I’d like you to think for a moment of the various words we use to designate technological products. You will notice that a number of these words have a curious double aspect: they, or their cognate forms, can refer either to external objects we make, or to certain inner activities of the maker. A “device,” for example, can be an objective, invented thing, but it can also be some sort of scheming or contriving of the mind, as when a defendant uses every device he can think of to escape the charges against him. The word “contrivance” shows the same two-sidedness, embracing both mechanical appliances and the carefully devised plans and schemes we concoct in thought. As for “mechanisms” and “machines,” we produce them as visible objects out there in the world even as we conceal our own machinations within ourselves. Likewise, an “artifice” is a manufactured device, or else it is trickery, ingenuity, or inventiveness. “Craft” can refer to manual dexterity in making things and to a ship or aircraft, but a “crafty” person is adept at deceiving others.

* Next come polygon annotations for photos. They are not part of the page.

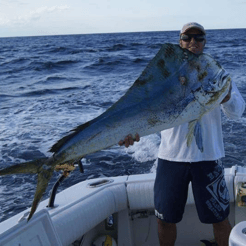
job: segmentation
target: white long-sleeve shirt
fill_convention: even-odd
[[[177,162],[211,161],[224,157],[221,109],[231,119],[240,118],[244,112],[245,101],[234,82],[232,82],[231,98],[201,119],[203,152],[198,149],[194,138],[191,146],[187,147],[188,123],[185,123],[161,132],[158,157]]]

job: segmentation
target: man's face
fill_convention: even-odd
[[[202,32],[198,29],[189,29],[187,32],[185,32],[185,34],[187,35],[202,34]],[[196,41],[194,37],[192,37],[191,40],[188,42],[184,40],[180,40],[179,43],[182,48],[187,49],[196,55],[200,55],[203,53],[206,40],[199,42],[199,41]]]

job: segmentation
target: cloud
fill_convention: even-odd
[[[23,25],[28,24],[32,21],[37,21],[41,19],[42,17],[46,16],[50,13],[60,12],[64,10],[68,10],[70,7],[67,5],[61,5],[61,6],[52,6],[52,7],[40,7],[33,11],[30,11],[29,13],[25,15],[20,15],[17,17],[14,17],[12,19],[8,18],[0,18],[0,26],[6,26],[6,25]]]

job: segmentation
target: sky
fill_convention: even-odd
[[[0,0],[0,37],[246,28],[246,0]]]

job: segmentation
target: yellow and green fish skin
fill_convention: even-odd
[[[115,145],[128,134],[142,137],[185,122],[190,122],[189,145],[193,133],[201,133],[201,117],[220,104],[229,87],[229,75],[210,55],[196,56],[179,45],[164,44],[126,94],[59,140],[51,148],[51,158],[18,164],[0,170],[0,175],[38,173],[30,219],[56,165]],[[202,136],[195,139],[202,151]]]

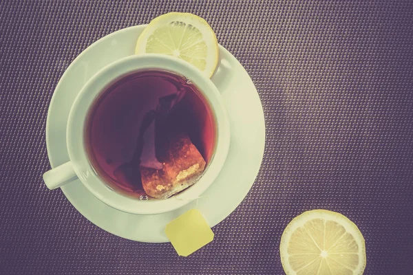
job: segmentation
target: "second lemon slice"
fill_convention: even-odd
[[[149,23],[136,43],[136,54],[156,53],[184,60],[211,77],[218,63],[213,30],[201,17],[170,12]]]
[[[287,274],[361,275],[366,267],[364,238],[341,214],[307,211],[281,237],[281,261]]]

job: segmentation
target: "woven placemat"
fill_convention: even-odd
[[[267,127],[248,195],[188,258],[103,231],[41,179],[65,68],[170,11],[210,23],[255,83]],[[358,225],[366,274],[413,274],[412,14],[410,0],[2,0],[0,274],[282,274],[281,234],[315,208]]]

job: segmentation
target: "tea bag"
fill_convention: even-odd
[[[165,153],[158,157],[161,169],[140,166],[143,189],[157,199],[167,199],[195,184],[206,165],[187,134],[170,135],[165,145]]]

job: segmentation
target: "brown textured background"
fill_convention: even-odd
[[[65,69],[115,30],[170,11],[204,17],[250,74],[265,112],[246,199],[189,258],[89,222],[46,190],[47,107]],[[413,1],[0,1],[0,273],[281,274],[301,212],[348,216],[367,274],[413,274]]]

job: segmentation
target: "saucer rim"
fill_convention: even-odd
[[[100,39],[98,39],[98,41],[95,41],[94,43],[92,43],[92,45],[90,45],[89,47],[87,47],[85,50],[84,50],[81,54],[79,54],[79,55],[71,63],[70,65],[66,69],[66,70],[65,71],[65,72],[63,74],[61,79],[59,80],[56,89],[54,90],[54,92],[53,94],[53,96],[52,97],[52,99],[50,100],[50,104],[49,106],[49,109],[47,111],[47,118],[46,120],[46,147],[47,147],[47,156],[49,157],[49,160],[50,162],[50,165],[52,168],[56,167],[58,164],[56,163],[56,161],[53,160],[54,157],[52,155],[52,150],[51,149],[51,144],[50,143],[48,142],[48,140],[50,140],[50,127],[52,127],[51,124],[50,124],[50,118],[52,116],[52,107],[53,106],[53,104],[56,104],[56,94],[57,94],[56,91],[58,91],[59,90],[59,89],[61,88],[61,86],[62,85],[62,83],[63,82],[63,79],[67,77],[66,73],[67,71],[69,71],[69,69],[71,68],[72,66],[74,66],[75,63],[76,63],[76,62],[78,62],[80,59],[81,59],[81,58],[85,55],[87,54],[87,53],[91,50],[91,49],[92,49],[94,47],[95,47],[97,44],[100,43],[102,42],[103,40],[104,39],[109,39],[109,38],[116,36],[118,34],[120,34],[121,32],[128,32],[131,30],[134,30],[134,29],[136,29],[138,30],[138,28],[145,28],[146,26],[146,25],[135,25],[135,26],[131,26],[131,27],[128,27],[124,29],[121,29],[119,30],[118,31],[114,32],[111,34],[109,34],[102,38],[100,38]],[[229,56],[231,56],[231,58],[233,58],[233,60],[235,62],[236,62],[236,65],[237,66],[240,66],[240,67],[242,68],[242,69],[243,69],[246,74],[248,74],[248,73],[246,72],[246,71],[245,70],[245,69],[244,68],[244,67],[242,66],[242,65],[236,59],[236,58],[235,56],[233,56],[233,55],[232,55],[232,54],[231,54],[231,52],[229,52],[226,49],[225,49],[224,47],[222,47],[222,45],[219,45],[219,48],[220,48],[220,52],[225,52],[226,54],[229,55]],[[249,76],[249,75],[248,75]],[[91,76],[92,77],[92,76]],[[213,76],[211,78],[213,78]],[[236,203],[236,204],[232,204],[231,205],[231,207],[228,208],[228,209],[231,209],[230,211],[228,211],[228,210],[226,211],[226,213],[224,214],[220,214],[220,213],[217,213],[215,215],[219,217],[218,219],[216,219],[218,220],[218,221],[212,223],[212,224],[211,225],[211,227],[213,227],[215,226],[216,226],[217,224],[218,224],[219,223],[220,223],[221,221],[222,221],[224,219],[225,219],[227,217],[229,217],[237,207],[238,206],[242,203],[242,201],[244,201],[244,199],[245,199],[245,197],[246,197],[246,195],[248,195],[248,193],[249,192],[251,188],[252,188],[252,186],[253,185],[254,182],[255,182],[255,179],[258,175],[258,173],[260,171],[260,167],[261,167],[261,164],[262,163],[262,158],[264,157],[264,153],[265,151],[265,140],[266,140],[266,126],[265,126],[265,120],[264,120],[264,110],[262,108],[262,103],[261,102],[261,99],[260,98],[260,96],[258,95],[258,93],[257,91],[257,89],[253,83],[253,82],[252,81],[252,80],[251,80],[251,77],[249,77],[249,79],[251,82],[251,85],[252,87],[253,87],[253,91],[248,91],[248,92],[253,92],[255,94],[255,96],[256,96],[257,98],[257,100],[260,101],[260,103],[261,104],[261,109],[260,110],[260,123],[262,124],[262,131],[263,133],[262,133],[262,135],[263,136],[263,140],[261,142],[262,142],[262,146],[259,146],[259,147],[261,148],[258,148],[258,150],[260,150],[261,151],[261,153],[260,154],[261,155],[260,157],[260,165],[258,166],[258,168],[256,169],[256,171],[254,172],[254,175],[255,175],[255,179],[252,181],[252,182],[251,184],[246,184],[246,186],[248,185],[248,188],[246,190],[246,192],[242,192],[242,195],[240,196],[240,197],[242,197],[241,199],[240,200],[239,202]],[[212,80],[212,79],[211,79]],[[215,83],[214,83],[215,84]],[[225,100],[224,100],[225,101]],[[67,120],[66,120],[67,121]],[[232,132],[233,130],[231,131],[231,136],[232,135]],[[49,138],[47,138],[49,137]],[[67,148],[66,148],[67,150]],[[220,175],[218,175],[218,177],[220,177]],[[67,190],[65,190],[65,186],[63,186],[63,188],[61,188],[62,192],[63,192],[63,194],[65,195],[65,196],[66,197],[66,198],[67,199],[67,200],[71,203],[71,204],[83,216],[85,217],[88,221],[89,221],[91,223],[92,223],[93,224],[96,225],[96,226],[98,226],[98,228],[104,230],[105,231],[107,231],[111,234],[113,234],[116,236],[120,236],[122,238],[125,238],[127,239],[130,239],[132,241],[140,241],[140,242],[147,242],[147,243],[165,243],[165,242],[168,242],[167,240],[166,240],[165,238],[161,237],[161,238],[153,238],[153,236],[151,238],[146,238],[146,239],[141,239],[140,238],[135,238],[135,239],[131,239],[130,237],[128,236],[123,236],[121,234],[119,234],[118,232],[116,232],[116,230],[112,230],[113,228],[107,228],[107,227],[103,228],[101,226],[99,226],[98,223],[98,222],[97,221],[96,221],[96,219],[91,217],[91,215],[89,214],[89,213],[87,212],[87,211],[85,211],[83,209],[82,209],[82,207],[77,204],[77,202],[76,201],[76,200],[73,199],[72,198],[72,195],[68,193]],[[97,198],[96,198],[97,199]],[[105,205],[107,207],[110,207],[107,205]],[[113,209],[113,208],[112,208]],[[172,212],[176,212],[178,211],[179,209],[177,209],[176,210],[173,210]],[[117,210],[119,211],[119,210]],[[219,212],[219,211],[218,211]],[[222,212],[222,211],[221,211]],[[139,216],[139,217],[142,217],[142,216],[156,216],[155,215],[140,215],[140,214],[131,214],[131,213],[127,213],[128,214],[130,215],[134,215],[134,216]],[[95,222],[96,221],[96,222]],[[162,240],[160,240],[162,239]]]

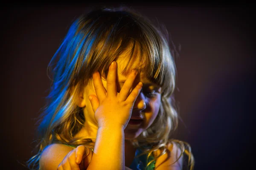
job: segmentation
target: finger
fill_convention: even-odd
[[[125,81],[119,94],[119,99],[120,101],[125,101],[130,93],[134,82],[137,75],[137,72],[134,70],[129,75],[128,79]]]
[[[87,153],[84,155],[84,156],[83,156],[83,161],[81,163],[85,169],[87,169],[87,168],[92,160],[93,155],[93,152],[92,150],[87,147],[86,147],[86,148],[87,149]]]
[[[81,162],[84,154],[87,154],[87,147],[84,145],[79,145],[76,149],[76,163],[79,164]]]
[[[91,105],[92,105],[93,110],[93,112],[95,113],[99,105],[99,99],[97,96],[94,95],[90,95],[88,96],[88,98],[90,102]]]
[[[108,73],[107,78],[107,95],[113,97],[116,95],[116,63],[113,62],[108,69]]]
[[[68,156],[66,156],[61,162],[61,166],[63,170],[71,170],[71,167],[68,161]]]
[[[127,97],[127,99],[126,100],[126,102],[134,103],[141,91],[142,86],[142,82],[140,82],[138,83],[136,87],[131,91],[131,94],[128,97]]]
[[[60,164],[59,164],[57,168],[57,170],[64,170],[63,167],[62,167],[62,165],[61,165],[61,163]]]
[[[102,82],[98,71],[93,74],[93,86],[96,92],[96,95],[99,101],[102,101],[105,96],[106,91],[105,90]]]
[[[70,152],[67,158],[68,162],[72,170],[80,170],[79,165],[76,162],[76,149]]]

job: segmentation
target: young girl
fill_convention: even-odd
[[[189,145],[171,138],[178,119],[168,38],[123,7],[77,19],[49,65],[53,82],[28,167],[193,169]]]

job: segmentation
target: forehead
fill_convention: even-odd
[[[118,81],[124,82],[128,78],[132,70],[135,69],[138,71],[138,73],[135,81],[141,81],[143,84],[151,83],[151,82],[146,78],[144,72],[143,71],[143,69],[145,68],[142,64],[143,62],[140,60],[140,57],[138,57],[139,54],[137,51],[134,50],[131,60],[130,60],[129,55],[128,53],[124,53],[116,61],[117,65],[117,78]],[[125,70],[125,71],[124,71]]]

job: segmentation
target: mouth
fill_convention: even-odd
[[[131,119],[128,124],[129,125],[140,125],[142,123],[143,120],[142,119]]]

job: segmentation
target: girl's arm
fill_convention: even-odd
[[[123,169],[124,130],[123,126],[108,126],[99,128],[93,155],[88,170]]]
[[[167,145],[166,153],[161,156],[156,161],[155,170],[181,170],[183,156],[173,164],[177,159],[181,153],[181,150],[176,144],[169,143]],[[160,154],[159,150],[157,151],[155,157]]]

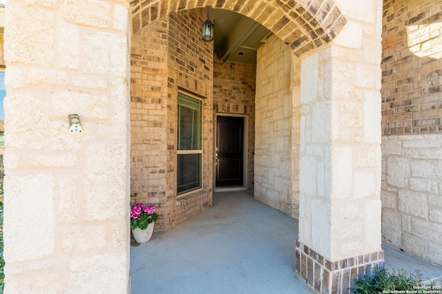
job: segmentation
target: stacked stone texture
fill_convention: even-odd
[[[383,241],[442,264],[440,1],[383,4]]]
[[[255,198],[292,217],[299,216],[300,121],[300,81],[292,71],[300,66],[276,36],[258,49]]]
[[[8,1],[5,293],[128,291],[126,2]]]

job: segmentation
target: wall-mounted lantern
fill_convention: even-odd
[[[202,23],[202,41],[211,42],[213,41],[213,29],[215,25],[209,19],[209,8],[207,8],[207,19]]]

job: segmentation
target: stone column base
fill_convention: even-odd
[[[313,249],[296,241],[295,271],[318,293],[350,293],[358,275],[384,267],[384,251],[331,262]]]

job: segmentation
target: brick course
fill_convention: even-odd
[[[244,186],[248,190],[253,191],[256,67],[247,64],[223,63],[216,56],[214,60],[213,114],[247,115],[248,174]],[[213,129],[216,129],[215,118],[213,123]]]
[[[442,3],[383,3],[383,135],[442,132]]]
[[[132,202],[157,207],[157,231],[211,206],[213,61],[212,44],[200,40],[205,17],[203,10],[171,14],[133,36],[131,180],[136,197]],[[204,97],[204,191],[177,200],[179,88]]]

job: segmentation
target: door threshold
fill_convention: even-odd
[[[247,188],[243,186],[225,186],[215,187],[215,192],[231,192],[233,191],[247,191]]]

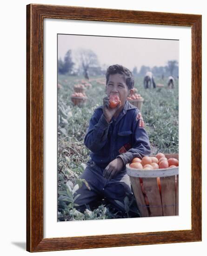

This odd association between technology and deceit occurs not only in our own language, but even more so in Homer’s Greek, where it is much harder to separate the inner and outer meanings, and the deceit often reads like an admired virtue. The Greek techne, from which our own word “technology” derives, meant “craft, skill, cunning, art, or device”—all referring without discrimination to what we would call either an objective construction or a subjective capacity or maneuver.

If there’s one book on this list that you read that you would have otherwise have missed, make it this one. Or you can follow Steve’s meditations on man and machine on his netfuture mailing list. But I digress.

What’s notably missing from the bestseller lists: books on programming languages (besides Javascript). The top programming language books in last week’s bookscan report were Learning Python, followed closely by the just-released Head First C#. Books on Java, Perl, PHP, and yes, even Ruby, are well down the list. Books on Linux, MySQL, and security ditto. In the professional computer area, networking, software engineering, and database books that weren’t specific to any particular database product were the overall winners. (More on that when Mike and I get to “The State of the Computer Book Market.”) It seems to me that increasingly, professionals are going online to find many types of content that they used to find in books.

Tell me: what books made you pay attention in 2007? You may not have access to sales figures, but you know what matters to you. What books did you find most useful? (Not just ours, but from any competitor.) For that matter, what online resources did you find useful instead of books? What woke you up, and made you think “wow, it’s a whole new world?”